La validation des engagements contractuels et la caractérisation de l’inexécution
La reconnaissance de la force obligatoire des conventions signées électroniquement. Le tribunal constate d’abord l’opposabilité des contrats à la cliente défaillante, notant que les documents constitutifs sont signés électroniquement. Il relève que « l’ensemble contractuel est opposable à la société [G] [U] SARL » (Motifs). Cette approche confirme la valeur probante de la signature électronique dans les relations commerciales, alignant le tribunal sur une jurisprudence constante. Une cour d’appel a ainsi déjà jugé que des documents ne pouvaient remettre en cause « la réalité et la fiabilité des signatures électroniques apposées sur le contrat » (Cour d’appel de Riom, le 12 février 2025, n°24/00281). La portée de ce point est essentielle pour la sécurité juridique des contrats dématérialisés.

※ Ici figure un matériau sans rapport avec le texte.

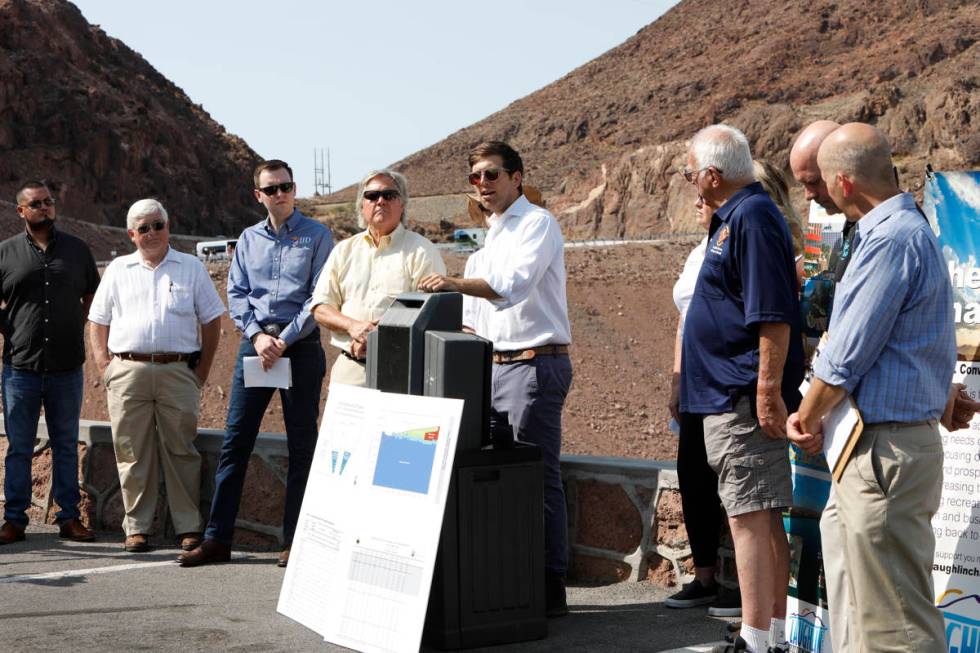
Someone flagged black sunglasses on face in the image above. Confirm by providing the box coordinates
[364,188,401,202]
[21,197,54,211]
[259,181,293,197]
[467,168,510,186]
[136,220,167,235]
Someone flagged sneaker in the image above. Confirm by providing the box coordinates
[664,578,718,608]
[711,635,749,653]
[708,587,742,617]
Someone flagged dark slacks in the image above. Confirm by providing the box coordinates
[677,413,724,567]
[204,331,327,545]
[492,355,572,575]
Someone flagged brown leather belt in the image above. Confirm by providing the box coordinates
[112,351,191,364]
[493,345,568,363]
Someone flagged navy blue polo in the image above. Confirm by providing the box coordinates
[681,183,803,414]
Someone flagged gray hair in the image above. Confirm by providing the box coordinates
[126,199,170,229]
[691,124,755,183]
[357,168,408,229]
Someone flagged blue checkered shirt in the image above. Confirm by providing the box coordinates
[813,193,956,424]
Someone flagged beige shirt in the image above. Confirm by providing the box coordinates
[313,224,446,351]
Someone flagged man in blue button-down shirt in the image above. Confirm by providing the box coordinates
[177,160,333,567]
[787,123,956,653]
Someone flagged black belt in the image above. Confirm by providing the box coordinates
[112,351,193,364]
[340,349,367,365]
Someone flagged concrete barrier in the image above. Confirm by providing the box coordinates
[0,419,737,587]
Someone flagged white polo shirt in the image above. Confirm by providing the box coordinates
[88,247,225,354]
[464,195,572,351]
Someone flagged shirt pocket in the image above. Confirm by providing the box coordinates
[167,285,194,316]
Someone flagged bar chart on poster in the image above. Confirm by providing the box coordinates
[278,385,463,652]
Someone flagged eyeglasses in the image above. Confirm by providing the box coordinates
[136,220,167,236]
[467,168,510,186]
[681,166,722,184]
[259,181,295,197]
[364,188,401,202]
[21,197,54,211]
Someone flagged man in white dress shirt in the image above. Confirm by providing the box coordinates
[89,199,225,552]
[419,141,572,617]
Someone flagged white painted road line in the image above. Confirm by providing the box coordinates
[0,553,248,583]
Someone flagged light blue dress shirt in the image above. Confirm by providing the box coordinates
[813,193,956,424]
[228,210,333,345]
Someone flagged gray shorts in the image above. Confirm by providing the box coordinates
[704,397,793,517]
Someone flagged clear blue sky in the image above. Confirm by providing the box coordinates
[74,0,675,196]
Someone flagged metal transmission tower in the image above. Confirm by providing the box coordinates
[313,148,333,196]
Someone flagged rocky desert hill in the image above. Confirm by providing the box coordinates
[0,0,259,235]
[331,0,980,237]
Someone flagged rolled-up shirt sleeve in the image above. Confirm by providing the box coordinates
[228,233,262,340]
[88,263,117,326]
[813,239,911,394]
[483,213,563,310]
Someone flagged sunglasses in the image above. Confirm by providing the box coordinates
[467,168,510,186]
[364,189,401,202]
[21,197,54,211]
[681,166,722,184]
[136,220,167,235]
[259,181,294,197]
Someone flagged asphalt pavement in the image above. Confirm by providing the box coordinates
[0,526,725,653]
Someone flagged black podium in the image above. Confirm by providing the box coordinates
[367,293,548,649]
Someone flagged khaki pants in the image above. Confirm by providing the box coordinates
[825,422,946,653]
[330,354,367,387]
[820,483,851,653]
[104,358,201,535]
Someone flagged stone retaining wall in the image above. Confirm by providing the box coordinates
[0,420,736,586]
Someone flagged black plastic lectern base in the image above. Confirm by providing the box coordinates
[422,444,548,649]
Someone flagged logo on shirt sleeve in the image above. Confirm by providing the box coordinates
[711,224,729,256]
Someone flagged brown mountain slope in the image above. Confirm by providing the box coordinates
[0,0,258,234]
[326,0,980,236]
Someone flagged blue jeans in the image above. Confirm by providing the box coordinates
[2,364,83,526]
[492,356,572,575]
[204,330,327,546]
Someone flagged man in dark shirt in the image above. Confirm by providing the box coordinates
[681,125,803,653]
[0,181,99,544]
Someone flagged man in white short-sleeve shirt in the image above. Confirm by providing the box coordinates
[89,200,225,552]
[419,141,572,617]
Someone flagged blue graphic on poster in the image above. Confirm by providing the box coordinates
[922,171,980,361]
[374,426,439,494]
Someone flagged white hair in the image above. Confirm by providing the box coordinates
[691,124,755,183]
[357,168,408,229]
[126,199,170,229]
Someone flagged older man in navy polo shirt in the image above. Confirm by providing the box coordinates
[177,159,333,567]
[681,125,803,653]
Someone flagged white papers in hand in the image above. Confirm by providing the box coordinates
[242,356,293,388]
[800,381,861,472]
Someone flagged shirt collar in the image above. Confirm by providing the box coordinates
[361,222,405,249]
[126,246,180,269]
[487,193,531,227]
[262,208,299,236]
[715,181,766,222]
[857,193,915,238]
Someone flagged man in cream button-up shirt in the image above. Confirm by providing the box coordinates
[89,200,225,552]
[419,141,572,617]
[313,170,446,386]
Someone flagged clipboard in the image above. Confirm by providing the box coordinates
[800,333,864,482]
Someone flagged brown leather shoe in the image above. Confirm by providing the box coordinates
[123,533,150,553]
[177,533,201,551]
[58,519,95,542]
[0,521,24,544]
[177,540,231,567]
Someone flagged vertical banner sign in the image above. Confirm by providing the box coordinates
[923,172,980,653]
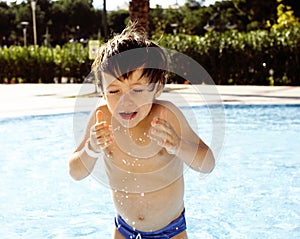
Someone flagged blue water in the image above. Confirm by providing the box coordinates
[0,105,300,239]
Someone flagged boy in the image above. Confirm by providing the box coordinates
[69,24,215,239]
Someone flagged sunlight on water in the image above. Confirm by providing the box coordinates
[0,105,300,239]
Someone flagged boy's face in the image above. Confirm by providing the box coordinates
[102,69,160,128]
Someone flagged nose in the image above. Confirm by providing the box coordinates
[120,92,134,106]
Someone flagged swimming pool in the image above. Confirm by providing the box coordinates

La résiliation justifiée par le défaut de paiement après mise en demeure. Le tribunal caractérise ensuite l’inexécution contractuelle par le non-paiement des loyers après une mise en demeure régulière. Il constate que « l’inexécution des contrats est caractérisée » et prononce la résiliation à une date fixe (Motifs). Cette solution applique strictement les articles 1217 et 1224 du code civil, permettant au créancier de mettre fin au contrat pour inexécution suffisamment grave. La mise en demeure préalable, dont la réception est établie, constitue ici un préalable indispensable à l’exercice de ce droit, garantissant que le débiteur a été averti des conséquences de son abstention.
Le contrôle judiciaire des clauses sanctionnant l’inexécution
La requalification et la révision d’une clause pénale manifestement excessive. Le tribunal opère un contrôle substantiel sur les stipulations contractuelles. Il requalifie l’indemnité pour résiliation anticipée, équivalente aux loyers restants, en clause pénale, estimant qu’elle « présente un caractère comminatoire » (Motifs). Cette analyse rejoint celle d’une autre juridiction qui a vu dans une somme similaire un caractère « à la fois indemnitaire et comminatoire » (Cour d’appel de Lyon, le 6 mars 2025, n°22/01381). Le tribunal exerce ensuite son pouvoir modérateur en réduisant son montant, qu’il juge « manifestement excessif », à seulement 5% des loyers impayés (Motifs). Ce pouvoir de révision, prévu à l’article 1231-5 du code civil, protège le débiteur contre des sanctions disproportionnées.
Le rejet des demandes indemnitaires non justifiées et la primauté de la restitution en nature. Le tribunal délimite enfin strictement les autres préjudices réparables. Il rejette la demande de dommages-intérêts pour réticence abusive, faute de preuve d’un acte de mauvaise foi. Il écarte également la demande de paiement de la valeur du matériel en cas de non-restitution, la société créancière n’ayant pas démontré la valeur alléguée. En revanche, il ordonne la restitution en nature du matériel, sous astreinte, conformément au principe de l’article 1352 du code civil. Cette solution rappelle que la restitution en nature est la solution de droit commun, le paiement d’une valeur n’étant qu’un substitut en cas d’impossibilité. La portée de cette décision est de réaffirmer le rôle modérateur du juge, qui assure l’équilibre contractuel en censurant les clauses abusives tout en garantissant l’effectivité des obligations principales.